Position the safelight at the appropriate distance from the work surface.
Manual processing versus automatic processor
Manual Processing involves developing, rinsing, fixing, washing, and drying the film in separate tanks.
Automatic Processing uses a machine to perform these steps in a controlled and consistent manner.
Intensifying Screens
Intensifying screens are located inside the cassette and convert x-ray energy into visible light, which exposes the film.
Types:
Rare earth screens are more efficient at converting x-rays to light, reducing the radiation dose needed.
Calcium tungstate screens are older and less efficient but still used in some practices.
Film speed
Film speed refers to the sensitivity of the film to light and radiation. It affects image resolution and the amount of radiation required.
Film Types
Blue-sensitive film is designed to be exposed by blue light emitted from certain intensifying screens.
Green-sensitive film is designed to be exposed by green light emitted from rare earth intensifying screens.
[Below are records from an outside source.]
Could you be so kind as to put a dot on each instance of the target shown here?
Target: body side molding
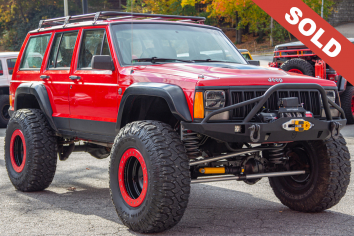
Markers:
(40, 92)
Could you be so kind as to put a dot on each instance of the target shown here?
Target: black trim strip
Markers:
(40, 92)
(173, 95)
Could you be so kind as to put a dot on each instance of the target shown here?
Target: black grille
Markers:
(310, 99)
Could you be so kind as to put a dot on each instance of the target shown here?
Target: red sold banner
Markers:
(316, 33)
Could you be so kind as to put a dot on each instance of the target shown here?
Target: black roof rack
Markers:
(115, 15)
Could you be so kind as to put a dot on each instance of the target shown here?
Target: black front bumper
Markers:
(271, 132)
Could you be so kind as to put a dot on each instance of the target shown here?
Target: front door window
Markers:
(62, 50)
(94, 42)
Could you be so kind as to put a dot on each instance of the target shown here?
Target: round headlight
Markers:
(214, 99)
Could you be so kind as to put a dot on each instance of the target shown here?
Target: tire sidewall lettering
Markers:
(122, 146)
(14, 125)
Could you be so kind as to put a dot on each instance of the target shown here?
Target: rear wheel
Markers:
(299, 66)
(347, 100)
(4, 106)
(149, 176)
(327, 163)
(30, 150)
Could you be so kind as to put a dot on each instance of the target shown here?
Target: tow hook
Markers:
(255, 129)
(335, 129)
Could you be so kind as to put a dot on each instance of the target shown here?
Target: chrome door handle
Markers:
(44, 77)
(74, 77)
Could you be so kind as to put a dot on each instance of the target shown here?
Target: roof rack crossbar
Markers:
(114, 15)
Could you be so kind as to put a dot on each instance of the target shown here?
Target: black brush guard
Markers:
(253, 132)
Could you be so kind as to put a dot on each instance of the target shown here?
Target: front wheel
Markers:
(347, 100)
(149, 176)
(30, 150)
(328, 174)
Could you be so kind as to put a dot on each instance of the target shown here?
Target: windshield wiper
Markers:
(157, 59)
(210, 60)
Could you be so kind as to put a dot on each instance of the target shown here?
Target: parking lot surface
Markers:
(78, 203)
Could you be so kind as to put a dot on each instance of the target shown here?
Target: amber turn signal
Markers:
(198, 106)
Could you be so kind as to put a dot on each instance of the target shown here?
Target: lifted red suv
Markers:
(172, 103)
(297, 58)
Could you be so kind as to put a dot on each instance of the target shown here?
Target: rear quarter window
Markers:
(34, 53)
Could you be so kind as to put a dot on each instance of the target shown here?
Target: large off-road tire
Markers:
(347, 101)
(149, 176)
(30, 150)
(4, 110)
(299, 66)
(328, 162)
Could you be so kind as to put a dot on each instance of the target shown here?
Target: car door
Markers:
(56, 75)
(3, 74)
(93, 96)
(10, 62)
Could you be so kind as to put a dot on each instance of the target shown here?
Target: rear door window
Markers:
(62, 51)
(34, 53)
(94, 42)
(11, 64)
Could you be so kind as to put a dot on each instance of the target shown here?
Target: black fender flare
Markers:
(341, 84)
(172, 94)
(39, 91)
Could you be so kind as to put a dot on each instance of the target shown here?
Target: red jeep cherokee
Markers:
(172, 103)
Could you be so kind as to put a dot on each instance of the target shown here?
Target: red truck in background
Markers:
(172, 102)
(297, 58)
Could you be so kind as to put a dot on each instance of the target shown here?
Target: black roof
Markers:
(300, 44)
(115, 15)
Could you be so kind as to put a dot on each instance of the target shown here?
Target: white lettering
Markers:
(295, 12)
(328, 47)
(316, 38)
(302, 27)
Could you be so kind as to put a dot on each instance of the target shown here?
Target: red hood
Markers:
(227, 74)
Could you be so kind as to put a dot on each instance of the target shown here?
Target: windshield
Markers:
(170, 41)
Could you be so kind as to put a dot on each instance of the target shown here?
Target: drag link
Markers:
(251, 176)
(234, 154)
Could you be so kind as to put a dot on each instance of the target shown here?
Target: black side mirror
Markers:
(255, 63)
(102, 62)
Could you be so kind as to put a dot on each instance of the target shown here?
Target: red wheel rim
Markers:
(132, 177)
(18, 151)
(296, 71)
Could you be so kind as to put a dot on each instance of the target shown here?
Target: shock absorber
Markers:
(276, 156)
(190, 141)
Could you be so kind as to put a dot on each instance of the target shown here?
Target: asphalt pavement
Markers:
(78, 203)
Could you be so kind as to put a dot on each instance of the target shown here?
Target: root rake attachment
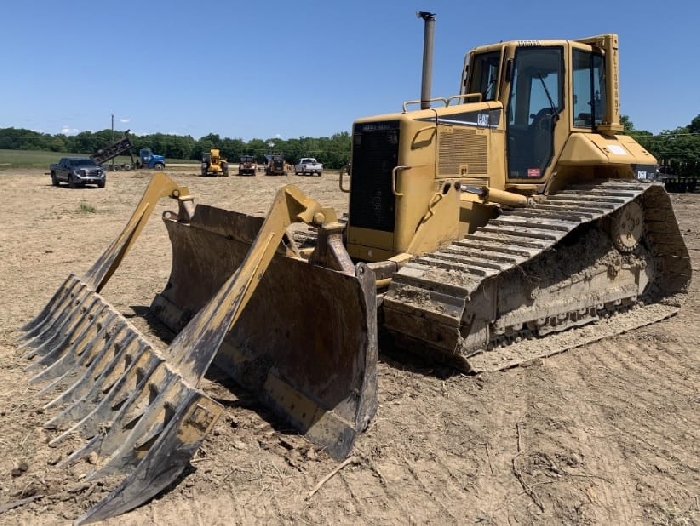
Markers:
(136, 408)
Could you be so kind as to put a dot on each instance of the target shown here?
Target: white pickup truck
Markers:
(308, 165)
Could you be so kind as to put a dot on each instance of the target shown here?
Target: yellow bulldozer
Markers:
(213, 164)
(509, 221)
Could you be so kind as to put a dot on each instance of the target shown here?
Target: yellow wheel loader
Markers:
(509, 221)
(213, 164)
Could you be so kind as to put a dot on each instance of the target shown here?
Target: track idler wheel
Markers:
(627, 227)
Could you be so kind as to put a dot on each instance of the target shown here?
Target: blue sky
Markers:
(304, 68)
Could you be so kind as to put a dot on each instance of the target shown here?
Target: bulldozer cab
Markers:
(530, 116)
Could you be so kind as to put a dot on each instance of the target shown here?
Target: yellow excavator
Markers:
(509, 221)
(213, 164)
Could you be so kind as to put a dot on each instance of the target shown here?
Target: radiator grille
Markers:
(375, 154)
(462, 148)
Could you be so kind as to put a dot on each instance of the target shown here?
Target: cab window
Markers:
(589, 89)
(484, 77)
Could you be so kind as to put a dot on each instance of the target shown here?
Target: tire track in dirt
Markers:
(654, 419)
(575, 460)
(648, 434)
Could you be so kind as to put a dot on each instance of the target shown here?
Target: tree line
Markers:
(677, 150)
(333, 152)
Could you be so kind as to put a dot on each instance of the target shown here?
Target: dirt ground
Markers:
(608, 433)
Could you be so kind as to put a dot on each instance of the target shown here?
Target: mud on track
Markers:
(608, 433)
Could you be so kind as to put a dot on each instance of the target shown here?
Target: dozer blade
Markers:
(306, 342)
(138, 409)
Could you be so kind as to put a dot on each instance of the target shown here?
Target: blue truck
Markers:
(146, 159)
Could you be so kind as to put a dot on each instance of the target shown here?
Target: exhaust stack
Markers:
(428, 39)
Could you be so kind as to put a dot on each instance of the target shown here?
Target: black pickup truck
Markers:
(77, 171)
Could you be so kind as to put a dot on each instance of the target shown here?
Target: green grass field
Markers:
(12, 159)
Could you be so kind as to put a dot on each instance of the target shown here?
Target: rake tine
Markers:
(52, 328)
(91, 412)
(122, 447)
(124, 418)
(52, 306)
(50, 351)
(164, 461)
(70, 365)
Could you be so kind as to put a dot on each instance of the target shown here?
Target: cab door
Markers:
(534, 106)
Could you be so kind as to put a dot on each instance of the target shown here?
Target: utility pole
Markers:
(112, 139)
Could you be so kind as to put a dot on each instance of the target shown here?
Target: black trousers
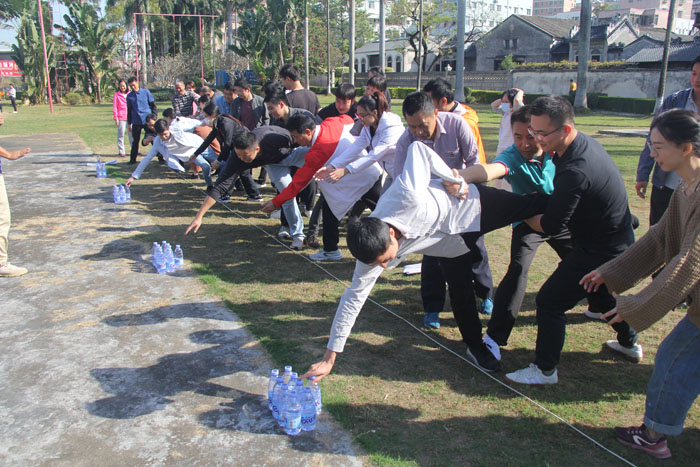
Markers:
(136, 135)
(499, 208)
(331, 224)
(511, 291)
(660, 197)
(562, 292)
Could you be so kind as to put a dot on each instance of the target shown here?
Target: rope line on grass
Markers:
(424, 334)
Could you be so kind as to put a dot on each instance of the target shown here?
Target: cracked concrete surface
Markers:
(107, 363)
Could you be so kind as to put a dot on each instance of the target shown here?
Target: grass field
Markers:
(406, 401)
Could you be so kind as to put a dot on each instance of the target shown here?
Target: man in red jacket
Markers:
(322, 140)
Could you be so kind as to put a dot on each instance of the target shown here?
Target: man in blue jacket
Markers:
(139, 104)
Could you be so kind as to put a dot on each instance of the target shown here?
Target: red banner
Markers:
(9, 68)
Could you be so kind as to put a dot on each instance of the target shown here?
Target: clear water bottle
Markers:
(287, 373)
(292, 412)
(316, 391)
(274, 374)
(308, 409)
(277, 398)
(180, 261)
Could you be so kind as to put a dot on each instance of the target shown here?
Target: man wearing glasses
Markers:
(589, 198)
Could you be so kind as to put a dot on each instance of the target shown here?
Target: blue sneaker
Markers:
(431, 320)
(487, 306)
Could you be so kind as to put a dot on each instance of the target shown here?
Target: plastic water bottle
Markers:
(180, 262)
(316, 391)
(308, 410)
(287, 373)
(277, 398)
(292, 412)
(274, 374)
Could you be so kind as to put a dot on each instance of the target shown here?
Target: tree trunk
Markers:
(584, 51)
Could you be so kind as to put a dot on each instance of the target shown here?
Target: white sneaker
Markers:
(532, 375)
(492, 346)
(592, 314)
(297, 243)
(323, 255)
(10, 270)
(634, 353)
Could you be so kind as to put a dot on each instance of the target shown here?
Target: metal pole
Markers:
(664, 60)
(306, 43)
(461, 27)
(382, 36)
(420, 45)
(46, 60)
(328, 44)
(352, 41)
(201, 48)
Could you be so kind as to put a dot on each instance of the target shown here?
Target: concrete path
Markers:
(107, 363)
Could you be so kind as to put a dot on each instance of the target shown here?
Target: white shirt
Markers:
(429, 219)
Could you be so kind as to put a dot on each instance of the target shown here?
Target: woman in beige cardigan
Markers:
(674, 244)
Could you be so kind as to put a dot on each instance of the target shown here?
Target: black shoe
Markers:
(480, 355)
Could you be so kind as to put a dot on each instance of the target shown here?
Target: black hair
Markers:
(245, 140)
(379, 82)
(345, 91)
(243, 83)
(367, 238)
(521, 115)
(679, 126)
(291, 71)
(376, 101)
(557, 108)
(439, 88)
(211, 109)
(275, 98)
(161, 125)
(417, 102)
(300, 123)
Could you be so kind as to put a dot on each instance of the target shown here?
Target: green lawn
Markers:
(406, 401)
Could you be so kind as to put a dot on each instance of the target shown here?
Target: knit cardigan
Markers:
(674, 243)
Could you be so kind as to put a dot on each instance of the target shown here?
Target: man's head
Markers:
(290, 75)
(243, 89)
(162, 128)
(376, 84)
(302, 128)
(344, 98)
(132, 82)
(247, 146)
(277, 104)
(552, 123)
(229, 91)
(440, 91)
(169, 115)
(421, 115)
(372, 241)
(526, 143)
(180, 87)
(150, 121)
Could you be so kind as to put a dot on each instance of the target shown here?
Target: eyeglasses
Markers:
(540, 134)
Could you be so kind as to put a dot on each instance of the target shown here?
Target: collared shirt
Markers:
(455, 143)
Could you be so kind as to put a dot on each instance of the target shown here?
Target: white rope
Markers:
(427, 336)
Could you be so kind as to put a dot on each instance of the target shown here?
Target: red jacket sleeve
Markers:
(330, 132)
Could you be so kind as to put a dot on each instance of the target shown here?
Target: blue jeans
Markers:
(281, 177)
(675, 383)
(204, 160)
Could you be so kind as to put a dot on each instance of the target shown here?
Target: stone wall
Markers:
(614, 83)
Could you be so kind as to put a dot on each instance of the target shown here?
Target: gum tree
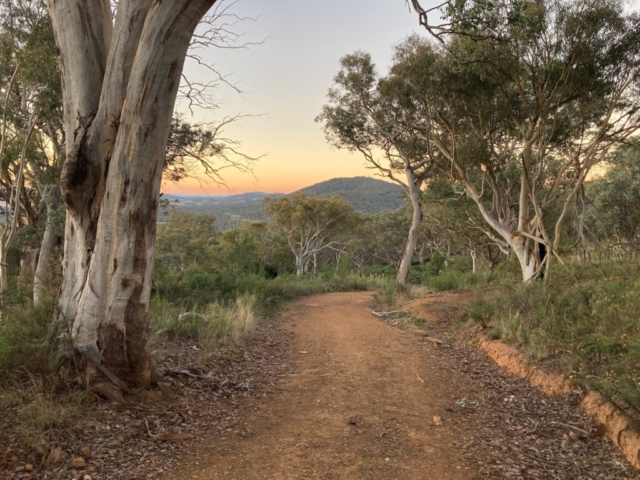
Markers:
(519, 101)
(368, 114)
(308, 225)
(120, 80)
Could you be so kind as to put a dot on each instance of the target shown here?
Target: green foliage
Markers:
(613, 215)
(585, 318)
(25, 341)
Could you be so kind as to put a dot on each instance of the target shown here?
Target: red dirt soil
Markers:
(361, 404)
(366, 399)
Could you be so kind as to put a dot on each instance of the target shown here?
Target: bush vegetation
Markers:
(584, 319)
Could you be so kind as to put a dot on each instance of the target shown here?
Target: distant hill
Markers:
(366, 195)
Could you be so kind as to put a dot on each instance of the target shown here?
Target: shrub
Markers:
(586, 318)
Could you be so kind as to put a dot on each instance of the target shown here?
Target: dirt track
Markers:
(360, 404)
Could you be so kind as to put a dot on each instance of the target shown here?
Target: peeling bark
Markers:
(414, 185)
(120, 84)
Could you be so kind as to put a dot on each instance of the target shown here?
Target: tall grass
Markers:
(586, 319)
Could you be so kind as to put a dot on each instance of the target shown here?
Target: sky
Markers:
(284, 80)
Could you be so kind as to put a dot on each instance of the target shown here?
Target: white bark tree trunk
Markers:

Radiographic Film Composition
Base: Flexible support layer.
Emulsion: Radiation and light-sensitive layer containing silver halide crystals.
Supercoat: Protective layer over the emulsion.
Film artifacts
Film artifacts are unwanted marks or blemishes on a radiograph that can interfere with diagnosis.
Types of film artifacts
Pressure marks
Scratches
Fingerprints
Static electricity
Chemical stains
General Steps to Developing Film
Developing: Converts exposed silver halide crystals to black metallic silver, creating the visible image.
Rinsing/Stop Bath: Removes developer and stops the developing process.
Fixing: Removes unexposed silver halide crystals, making the image permanent.
Washing: Removes all residual chemicals.
Drying: Removes water and prepares the film for viewing and storage.
Digital Radiography (DR)
Digital Radiography (DR) systems capture X-ray images directly using digital detectors, eliminating the need for film and chemical processing.
Computed Radiography (CR)
Computed Radiography (CR) uses a cassette with an imaging plate that stores the X-ray image. The cassette is then run through a reader that converts the image to digital format.
Advantages of Digital Radiography
Immediate image availability
Reduced radiation exposure
Image manipulation and enhancement
Easy storage and retrieval
Elimination of film and processing costs
Disadvantages of Digital Radiography
High initial cost
Potential for image manipulation (ethical considerations)
Dependence on technology and power
PACS
PACS (Picture Archiving and Communication System) is a medical imaging technology that provides storage, retrieval, distribution, and presentation of medical images.
DICOM
DICOM (Digital Imaging and Communications in Medicine) is a standard for handling, storing, printing, and transmitting information in medical imaging.
Labeling & Filing
Label each radiograph with patient information, date, and clinic details.
Store radiographs in a cool, dry place, away from light and radiation.